The mob had already sacked the office of the _Times_ in Troy,
broken out in Boston, and threatened Cincinnati.
The President gave the Governor of New York his final answer by sending
an army of ten thousand veterans into the city. He planted his artillery
to sweep the streets with grape and cannister, and ordered the draft to
be immediately enforced.
The new wheel was set up, and turned with bayonets. The mobs were
overawed and the ranks of the army were refilled.


CHAPTER XXXI
BETWEEN THE LINES

Betty Winter found to her sorrow that the memory of a dead love could be
a troublesome thing. Ned Vaughan's tender and compelling passion had
been resistless in the moonlight beneath a fragrant apple tree with the
old mill wheel splashing its music at their feet. She had returned to
her cot in the hospital that night in a glow of quiet, peaceful joy.
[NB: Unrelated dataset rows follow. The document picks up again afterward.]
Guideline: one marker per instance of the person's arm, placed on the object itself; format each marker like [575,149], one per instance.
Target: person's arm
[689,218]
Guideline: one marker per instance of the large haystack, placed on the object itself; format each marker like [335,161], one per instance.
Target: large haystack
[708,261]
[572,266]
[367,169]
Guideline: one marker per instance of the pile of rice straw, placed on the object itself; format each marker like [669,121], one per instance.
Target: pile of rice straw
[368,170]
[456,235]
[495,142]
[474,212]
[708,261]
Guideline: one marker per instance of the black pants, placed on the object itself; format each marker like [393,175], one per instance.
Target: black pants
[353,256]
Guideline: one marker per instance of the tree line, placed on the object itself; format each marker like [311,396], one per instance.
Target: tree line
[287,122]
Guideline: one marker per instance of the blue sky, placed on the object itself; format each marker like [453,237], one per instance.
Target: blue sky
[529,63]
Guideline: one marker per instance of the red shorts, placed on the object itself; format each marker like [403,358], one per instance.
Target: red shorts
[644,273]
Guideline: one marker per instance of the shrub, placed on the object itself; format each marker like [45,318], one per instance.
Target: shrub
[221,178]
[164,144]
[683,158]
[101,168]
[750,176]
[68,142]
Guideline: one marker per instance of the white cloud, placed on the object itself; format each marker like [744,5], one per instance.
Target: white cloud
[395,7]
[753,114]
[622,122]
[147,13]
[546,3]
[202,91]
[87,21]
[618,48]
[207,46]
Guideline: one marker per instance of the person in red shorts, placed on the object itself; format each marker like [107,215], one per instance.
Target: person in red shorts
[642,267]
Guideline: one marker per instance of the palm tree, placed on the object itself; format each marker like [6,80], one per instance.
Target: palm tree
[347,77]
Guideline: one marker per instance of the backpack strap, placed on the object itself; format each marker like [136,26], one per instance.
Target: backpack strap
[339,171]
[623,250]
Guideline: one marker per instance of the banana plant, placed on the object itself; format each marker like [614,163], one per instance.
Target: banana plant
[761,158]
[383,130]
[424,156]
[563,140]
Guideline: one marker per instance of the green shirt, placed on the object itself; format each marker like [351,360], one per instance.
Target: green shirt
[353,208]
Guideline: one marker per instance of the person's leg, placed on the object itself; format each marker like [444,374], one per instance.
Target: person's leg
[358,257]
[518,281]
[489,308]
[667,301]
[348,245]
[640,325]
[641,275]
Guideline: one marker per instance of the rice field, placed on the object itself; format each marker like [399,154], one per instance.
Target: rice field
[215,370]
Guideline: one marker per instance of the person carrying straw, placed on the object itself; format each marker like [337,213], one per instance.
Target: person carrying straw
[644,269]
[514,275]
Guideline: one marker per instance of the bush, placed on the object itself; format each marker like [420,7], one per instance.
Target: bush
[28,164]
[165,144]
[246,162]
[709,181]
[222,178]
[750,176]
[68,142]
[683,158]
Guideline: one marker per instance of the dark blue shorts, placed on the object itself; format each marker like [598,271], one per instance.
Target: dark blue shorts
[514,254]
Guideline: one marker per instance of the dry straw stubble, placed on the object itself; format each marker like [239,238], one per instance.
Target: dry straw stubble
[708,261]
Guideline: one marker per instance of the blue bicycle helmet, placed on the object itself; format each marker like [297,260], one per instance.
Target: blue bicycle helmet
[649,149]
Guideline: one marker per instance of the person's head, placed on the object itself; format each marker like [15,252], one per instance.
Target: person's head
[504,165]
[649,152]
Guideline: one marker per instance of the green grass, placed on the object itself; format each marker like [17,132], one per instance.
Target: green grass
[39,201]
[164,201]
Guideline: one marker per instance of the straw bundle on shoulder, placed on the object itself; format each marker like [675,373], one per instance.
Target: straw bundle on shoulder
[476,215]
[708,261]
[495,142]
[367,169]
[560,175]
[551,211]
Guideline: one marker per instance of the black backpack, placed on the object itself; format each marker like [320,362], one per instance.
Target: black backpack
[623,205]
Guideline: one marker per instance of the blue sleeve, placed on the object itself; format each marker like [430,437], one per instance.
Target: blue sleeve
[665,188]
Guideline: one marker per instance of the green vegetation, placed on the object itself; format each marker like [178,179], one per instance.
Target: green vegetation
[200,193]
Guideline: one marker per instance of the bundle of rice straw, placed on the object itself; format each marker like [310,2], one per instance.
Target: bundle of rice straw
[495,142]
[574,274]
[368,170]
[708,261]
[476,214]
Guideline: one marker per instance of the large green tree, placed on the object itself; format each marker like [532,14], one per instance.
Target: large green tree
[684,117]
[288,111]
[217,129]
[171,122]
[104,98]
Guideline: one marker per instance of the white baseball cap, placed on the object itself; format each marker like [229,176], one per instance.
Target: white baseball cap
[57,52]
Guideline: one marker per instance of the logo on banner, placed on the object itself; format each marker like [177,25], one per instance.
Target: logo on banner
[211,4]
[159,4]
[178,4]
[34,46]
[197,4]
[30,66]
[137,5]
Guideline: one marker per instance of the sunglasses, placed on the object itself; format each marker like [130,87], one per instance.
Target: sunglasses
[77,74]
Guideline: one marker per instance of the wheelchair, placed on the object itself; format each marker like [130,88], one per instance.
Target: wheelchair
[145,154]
Life's problem had been solved at last in the sweet peace of a tender
and beautiful spiritual love--the only love that could be real.
All this was plain, while the glow of Ned's words were in her heart and
the memory of his nearness alive in the fingers and lips he had kissed.
And then to her terror came stealing back the torturing vision of his
brother. Why, why, why could she never shut out the memory of this man!
Over and over again she repeated the angry final word:
"He isn't worth a moment's thought!"
And yet she kept on thinking, thinking, always in the same blind circle.